Statistical Methods for High Dimensional Data in Microbiome Research

Statistical Methods for High Dimensional Data in Microbiome Research PDF Author: Sven Kleine Bardenhorst
Publisher:
ISBN:
Category :
Languages : en
Pages : 0

Get Book Here

Book Description


Statistical Methods for the Analysis of Genomic Data

Statistical Methods for the Analysis of Genomic Data PDF Author: Hui Jiang
Publisher: MDPI
ISBN: 3039361406
Category : Science
Languages : en
Pages : 136

Get Book Here

Book Description
In recent years, technological breakthroughs have greatly enhanced our ability to understand the complex world of molecular biology. Rapid developments in genomic profiling techniques, such as high-throughput sequencing, have brought new opportunities and challenges to the fields of computational biology and bioinformatics. Furthermore, by combining genomic profiling techniques with other experimental techniques, many powerful approaches (e.g., RNA-Seq, Chips-Seq, single-cell assays, and Hi-C) have been developed in order to help explore complex biological systems. As a result of the increasing availability of genomic datasets, in terms of both volume and variety, the analysis of such data has become a critical challenge as well as a topic of great interest. Therefore, statistical methods that address the problems associated with these newly developed techniques are in high demand. This book includes a number of studies that highlight the state-of-the-art statistical methods for the analysis of genomic data and explore future directions for improvement.

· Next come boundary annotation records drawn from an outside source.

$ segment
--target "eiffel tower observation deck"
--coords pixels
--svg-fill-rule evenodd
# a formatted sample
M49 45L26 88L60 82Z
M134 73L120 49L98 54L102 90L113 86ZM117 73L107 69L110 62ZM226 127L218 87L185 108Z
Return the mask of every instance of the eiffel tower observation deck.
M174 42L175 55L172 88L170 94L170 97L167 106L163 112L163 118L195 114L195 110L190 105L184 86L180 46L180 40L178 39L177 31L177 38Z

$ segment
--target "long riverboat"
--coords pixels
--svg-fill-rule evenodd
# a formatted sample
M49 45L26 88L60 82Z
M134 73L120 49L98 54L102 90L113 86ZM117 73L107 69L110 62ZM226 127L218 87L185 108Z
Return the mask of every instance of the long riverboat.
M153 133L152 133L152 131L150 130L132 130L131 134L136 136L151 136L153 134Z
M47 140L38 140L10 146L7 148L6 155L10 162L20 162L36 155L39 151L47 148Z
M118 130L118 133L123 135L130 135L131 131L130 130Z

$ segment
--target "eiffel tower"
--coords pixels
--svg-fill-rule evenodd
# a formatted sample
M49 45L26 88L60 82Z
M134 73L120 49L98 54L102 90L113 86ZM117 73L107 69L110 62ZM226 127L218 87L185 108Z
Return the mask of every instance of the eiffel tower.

Big Data in Omics and Imaging

Big Data in Omics and Imaging PDF Author: Momiao Xiong
Publisher: CRC Press
ISBN: 1315353415
Category : Mathematics
Languages : en
Pages : 595

Get Book Here

Book Description
Big Data in Omics and Imaging: Association Analysis addresses the recent development of association analysis and machine learning for both population and family genomic data in sequencing era. It is unique in that it presents both hypothesis testing and a data mining approach to holistically dissecting the genetic structure of complex traits and to designing efficient strategies for precision medicine. The general frameworks for association analysis and machine learning, developed in the text, can be applied to genomic, epigenomic and imaging data. FEATURES Bridges the gap between the traditional statistical methods and computational tools for small genetic and epigenetic data analysis and the modern advanced statistical methods for big data Provides tools for high dimensional data reduction Discusses searching algorithms for model and variable selection including randomization algorithms, Proximal methods and matrix subset selection Provides real-world examples and case studies Will have an accompanying website with R code The book is designed for graduate students and researchers in genomics, bioinformatics, and data science. It represents the paradigm shift of genetic studies of complex diseases– from shallow to deep genomic analysis, from low-dimensional to high dimensional, multivariate to functional data analysis with next-generation sequencing (NGS) data, and from homogeneous populations to heterogeneous population and pedigree data analysis. Topics covered are: advanced matrix theory, convex optimization algorithms, generalized low rank models, functional data analysis techniques, deep learning principle and machine learning methods for modern association, interaction, pathway and network analysis of rare and common variants, biomarker identification, disease risk and drug response prediction.